Então nós temos que usar essas tecnologias, esses temas de produção, esses dados, informações que a gente gerou até agora para ajudar a tanto a retroalimentar pesquisa e inovação como para subsidiar políticas públicas.
Houve uma citação no passado de uma possível privatização da Embrapa. Como vê essa possibilidade? E como a empresa pode continuar pública, inovadora e eficiente?
Silvia Massruhá: A Embrapa é importante continuar como empresa pública, porque é uma questão de soberania de Estado. Então assim, isso [privatização] não avançou porque foi detectado que não é estratégico para o país. Isso não quer dizer quer Embrapa não possa ter parceria público-privada. Ela tem inclusive várias.
Para pesquisa, precisa também investir em pessoas, e pessoas com qualificação, com mestrado, doutorado. Tem a questão de infraestrutura, com campos experimentais, laboratórios de alto nível, para competirmos no mercado internacional. Então, tem que ter recursos para você bancar os projetos de pesquisa, para manter essas infraestrutura atualizadas.
Nos últimos 10 anos, temos 1/3 do recurso que a Embrapa precisa. Mas conseguimos avançar com o Novo PAC, estamos conseguindo a revitalização de campos experimentais de laboratórios. Conseguimos recursos para trazer gente nova, fazia 15 anos que não trazia gente nova.
E estamos discutindo como que seria um modelo de financiamento adequado para entrar e poder vir outras fontes de financiamento, como via parceria público-privada, ou um fundo patrimonial. Estamos discutindo várias alternativas.
Mas ela precisa, sim, continuar pública. É uma questão de soberania nacional, segurança alimentar, entende? Então volto aos desafios da minha gestão, de estruturar a Embrapa para ela continuar sendo essa referência em agricultura tropical. E, para isso, precisamos resolver esse modelo de financiamento dela. Ela precisa ter fundos independentes. Até porque, pode vir o governo que for, ela precisa ser independente.
Como acha que o Brasil vai chegar à COP30, daqui um ano em Belém (PA), em termos de lição de casa em produção agrícola sustentável e transição energética?
Silvia Massruhá: Eu acho que a COP30 vai ser uma oportunidade pra gente fazer um show dessas tecnologias várias que falamos. Mostrar, por exemplo, nosso trabalho de 50 anos com sistema agroflorestal, trabalho com açaí, dendê, cacau… os resultados disso na integração lavoura-pecuária-floresta. Mostrar o quanto nosso trabalho consegue estocar de carbono. A COP30 será uma oportunidade de melhorar essa comunicação do agro.

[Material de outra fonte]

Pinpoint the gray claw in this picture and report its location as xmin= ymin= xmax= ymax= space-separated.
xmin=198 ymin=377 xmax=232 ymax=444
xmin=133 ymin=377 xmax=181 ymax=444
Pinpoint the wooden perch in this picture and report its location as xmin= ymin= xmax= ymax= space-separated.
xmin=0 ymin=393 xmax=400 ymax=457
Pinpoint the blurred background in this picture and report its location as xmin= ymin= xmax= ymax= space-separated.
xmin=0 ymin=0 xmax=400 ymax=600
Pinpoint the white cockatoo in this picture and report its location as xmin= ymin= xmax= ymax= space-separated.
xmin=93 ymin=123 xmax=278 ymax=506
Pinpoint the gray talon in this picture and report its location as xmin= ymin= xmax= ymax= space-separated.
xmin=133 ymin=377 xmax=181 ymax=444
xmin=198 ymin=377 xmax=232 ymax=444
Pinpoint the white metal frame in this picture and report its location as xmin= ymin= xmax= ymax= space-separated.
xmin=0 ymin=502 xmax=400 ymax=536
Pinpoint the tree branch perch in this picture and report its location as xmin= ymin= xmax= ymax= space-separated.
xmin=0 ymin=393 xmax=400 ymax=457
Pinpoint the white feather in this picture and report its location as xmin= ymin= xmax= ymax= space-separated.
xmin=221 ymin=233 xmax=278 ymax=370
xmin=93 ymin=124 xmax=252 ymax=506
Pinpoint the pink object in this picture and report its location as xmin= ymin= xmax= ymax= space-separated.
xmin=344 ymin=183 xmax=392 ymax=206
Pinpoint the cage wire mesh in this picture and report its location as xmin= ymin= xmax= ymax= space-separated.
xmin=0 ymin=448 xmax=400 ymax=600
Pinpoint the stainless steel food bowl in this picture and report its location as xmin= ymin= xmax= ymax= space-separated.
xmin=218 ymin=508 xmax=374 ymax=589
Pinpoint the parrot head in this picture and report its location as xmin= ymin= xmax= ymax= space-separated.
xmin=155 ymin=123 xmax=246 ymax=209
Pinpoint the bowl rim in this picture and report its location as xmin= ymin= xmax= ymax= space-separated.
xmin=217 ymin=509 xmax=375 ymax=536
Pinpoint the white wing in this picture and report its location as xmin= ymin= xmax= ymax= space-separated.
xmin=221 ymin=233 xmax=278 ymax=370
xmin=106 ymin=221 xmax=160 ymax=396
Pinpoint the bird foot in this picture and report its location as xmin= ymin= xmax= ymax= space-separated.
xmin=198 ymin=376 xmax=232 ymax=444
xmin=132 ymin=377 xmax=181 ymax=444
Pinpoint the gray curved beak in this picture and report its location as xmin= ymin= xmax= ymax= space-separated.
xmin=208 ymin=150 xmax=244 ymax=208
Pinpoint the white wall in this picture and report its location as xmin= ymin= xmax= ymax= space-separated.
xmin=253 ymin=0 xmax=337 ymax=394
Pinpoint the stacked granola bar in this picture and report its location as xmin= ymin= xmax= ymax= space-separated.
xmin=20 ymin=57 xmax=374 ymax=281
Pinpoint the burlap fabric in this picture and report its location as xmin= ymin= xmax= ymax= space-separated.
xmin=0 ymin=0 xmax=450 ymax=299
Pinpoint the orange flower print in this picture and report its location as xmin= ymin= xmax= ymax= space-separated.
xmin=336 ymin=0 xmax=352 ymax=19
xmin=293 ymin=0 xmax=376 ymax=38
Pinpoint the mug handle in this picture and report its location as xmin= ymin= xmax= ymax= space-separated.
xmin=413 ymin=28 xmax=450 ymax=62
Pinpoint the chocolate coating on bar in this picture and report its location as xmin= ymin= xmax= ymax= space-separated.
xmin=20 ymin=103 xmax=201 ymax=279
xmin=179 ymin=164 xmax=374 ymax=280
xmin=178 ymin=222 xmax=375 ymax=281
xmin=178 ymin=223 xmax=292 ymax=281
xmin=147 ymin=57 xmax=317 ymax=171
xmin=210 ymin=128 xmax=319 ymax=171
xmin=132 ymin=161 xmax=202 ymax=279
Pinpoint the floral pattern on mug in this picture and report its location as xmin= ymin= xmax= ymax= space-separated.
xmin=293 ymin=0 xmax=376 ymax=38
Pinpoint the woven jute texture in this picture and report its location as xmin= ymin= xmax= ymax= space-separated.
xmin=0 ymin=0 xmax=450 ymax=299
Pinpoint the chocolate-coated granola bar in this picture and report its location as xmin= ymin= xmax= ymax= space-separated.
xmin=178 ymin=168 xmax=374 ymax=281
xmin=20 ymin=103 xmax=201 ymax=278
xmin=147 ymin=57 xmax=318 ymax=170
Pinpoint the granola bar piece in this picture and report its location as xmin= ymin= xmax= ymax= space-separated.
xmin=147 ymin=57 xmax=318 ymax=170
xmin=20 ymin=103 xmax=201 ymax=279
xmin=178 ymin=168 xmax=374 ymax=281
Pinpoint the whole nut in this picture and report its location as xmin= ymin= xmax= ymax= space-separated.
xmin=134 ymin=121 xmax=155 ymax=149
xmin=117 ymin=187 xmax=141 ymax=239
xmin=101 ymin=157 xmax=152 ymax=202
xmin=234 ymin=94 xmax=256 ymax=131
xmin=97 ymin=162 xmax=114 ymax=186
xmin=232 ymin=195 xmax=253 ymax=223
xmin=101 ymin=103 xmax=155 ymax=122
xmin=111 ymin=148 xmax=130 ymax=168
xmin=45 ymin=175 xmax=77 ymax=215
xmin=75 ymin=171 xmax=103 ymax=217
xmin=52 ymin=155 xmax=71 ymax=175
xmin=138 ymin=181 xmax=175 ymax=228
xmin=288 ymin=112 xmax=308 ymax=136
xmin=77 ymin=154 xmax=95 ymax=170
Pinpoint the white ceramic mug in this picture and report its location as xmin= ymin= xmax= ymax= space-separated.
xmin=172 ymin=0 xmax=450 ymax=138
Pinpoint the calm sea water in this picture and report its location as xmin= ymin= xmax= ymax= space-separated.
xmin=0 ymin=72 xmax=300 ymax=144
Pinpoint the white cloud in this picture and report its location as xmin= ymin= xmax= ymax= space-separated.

Mostrar para o mundo todo essas tecnologias e os resultados disso. Que essa agricultura do Brasil, ela é sustentável sim, nas dimensões econômica, ambiental e social.
Veja só, a agricultura expandiu em 140% nesses últimos 50 anos a área plantada, enquanto a produção de grãos aumentou em 580%. Isso foi justamente com tecnologia! Então eu acho que é essa mensagem, a gente tem que fazer da COP30 um momento de um show mesmo.